We initially saw this behaviour with v1.12.1, but have replicated it building the daemon from master. Additionally, we first observed this using the HTTP API to follow the logs, but the same behaviour can been seen with docker logs -f
Here is a gist that should show you the order of events that is causing this deadlock: https://gist.github.com/tombooth/e38175f07233c683704528cf406c3120
Steps to reproduce the issue:
- Run the attached script, eventually the
docker logs -fcommand will hang
#!/bin/bash
while true
do
container_id="$(docker run -d ubuntu:latest /bin/bash -e -c "echo -n \"foo\"")"

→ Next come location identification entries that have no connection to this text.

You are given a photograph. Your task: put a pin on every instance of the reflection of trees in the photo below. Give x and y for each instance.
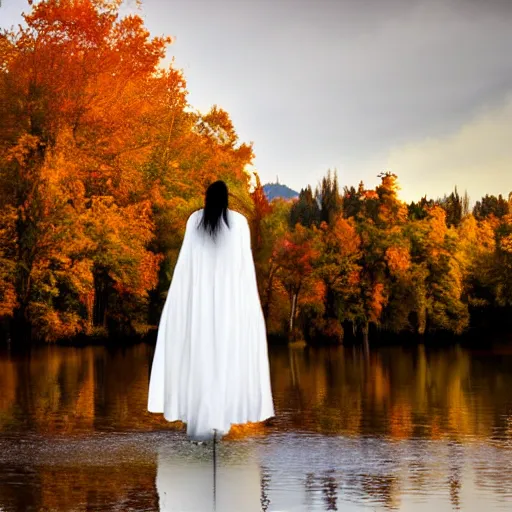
(86, 487)
(66, 389)
(398, 392)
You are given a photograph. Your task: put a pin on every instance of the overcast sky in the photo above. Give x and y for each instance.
(422, 88)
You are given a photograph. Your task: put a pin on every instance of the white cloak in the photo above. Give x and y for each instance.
(210, 367)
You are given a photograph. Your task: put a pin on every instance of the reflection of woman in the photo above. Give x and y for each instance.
(210, 368)
(185, 482)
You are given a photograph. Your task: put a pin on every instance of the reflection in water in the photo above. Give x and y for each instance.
(395, 429)
(186, 482)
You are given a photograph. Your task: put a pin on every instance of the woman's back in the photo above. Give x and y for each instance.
(211, 365)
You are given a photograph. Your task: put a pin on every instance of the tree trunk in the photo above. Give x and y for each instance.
(293, 312)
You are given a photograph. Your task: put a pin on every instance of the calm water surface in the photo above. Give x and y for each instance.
(408, 429)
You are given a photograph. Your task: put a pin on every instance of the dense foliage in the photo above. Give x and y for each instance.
(102, 160)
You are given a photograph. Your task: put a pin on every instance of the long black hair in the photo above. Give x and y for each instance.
(215, 208)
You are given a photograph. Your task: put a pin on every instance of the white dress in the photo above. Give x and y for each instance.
(210, 367)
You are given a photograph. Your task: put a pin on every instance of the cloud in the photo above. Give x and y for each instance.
(477, 157)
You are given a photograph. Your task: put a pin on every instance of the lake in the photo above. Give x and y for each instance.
(398, 428)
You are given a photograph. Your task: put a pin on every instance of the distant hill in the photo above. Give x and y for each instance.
(275, 190)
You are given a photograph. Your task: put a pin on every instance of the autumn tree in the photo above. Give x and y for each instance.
(491, 205)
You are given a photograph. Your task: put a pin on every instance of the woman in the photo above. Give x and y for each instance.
(210, 368)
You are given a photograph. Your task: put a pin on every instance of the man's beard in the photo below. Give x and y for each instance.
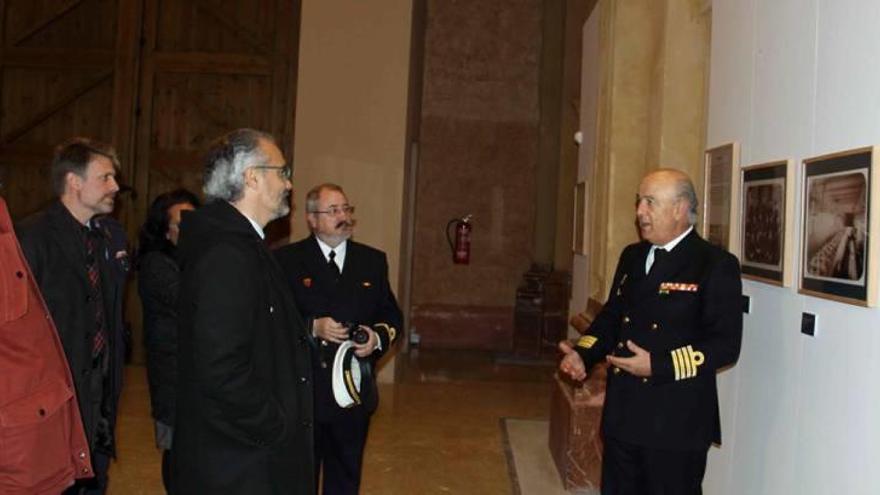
(283, 207)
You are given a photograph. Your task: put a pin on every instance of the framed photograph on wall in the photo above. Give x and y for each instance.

docker logs -f "${container_id}"
done
Describe the results you received:
The logs function hung
Describe the results you expected:
It should have exited
Additional information you deem important (e.g. issue happens only occasionally):
This doesn't occur on every execution of the the loop block. On my local machine, running Linux in a container, it seems to hang one in two-three times.
Output of docker version:
Client:
Version: 1.12.2
API version: 1.24
Go version: go1.6.3
Git commit: bb80604
Built: Tue Oct 11 18:29:41 2016
OS/Arch: linux/amd64
Server:
Version: 1.12.2
API version: 1.24
Go version: go1.6.3
Git commit: bb80604
Built: Tue Oct 11 18:29:41 2016
OS/Arch: linux/amd64
Output of docker info:
Containers: 209
Running: 1
Paused: 0
Stopped: 208
Images: 109
Server Version: 1.12.2
Storage Driver: aufs
Root Dir: /var/lib/docker/aufs
Backing Filesystem: extfs
Dirs: 505
Dirperm1 Supported: true
Logging Driver: json-file
Cgroup Driver: cgroupfs
Plugins:
Volume: local
Network: bridge host null overlay
Swarm: inactive
Runtimes: runc
Default Runtime: runc
Security Options: apparmor seccomp
Kernel Version: 4.4.0-45-generic
Operating System: Ubuntu 16.04.1 LTS
OSType: linux
Architecture: x86_64
CPUs: 4
Total Memory: 3.859 GiB
Name: vagrant
ID: QXD3:X4JO:E52F:CWCS:IY3J:RN36:EV36:I2KK:7JH4:WOJ3:MSL5:7O7P
Docker Root Dir: /var/lib/docker
Debug Mode (client): false
Debug Mode (server): false
Registry: https://index.docker.io/v1/
WARNING: No swap limit support
Insecure Registries:
127.0.0.0/8
Additional environment details (AWS, VirtualBox, physical, etc.):
We've seen this on AWS, in VMWare Fusion and on a physical machine.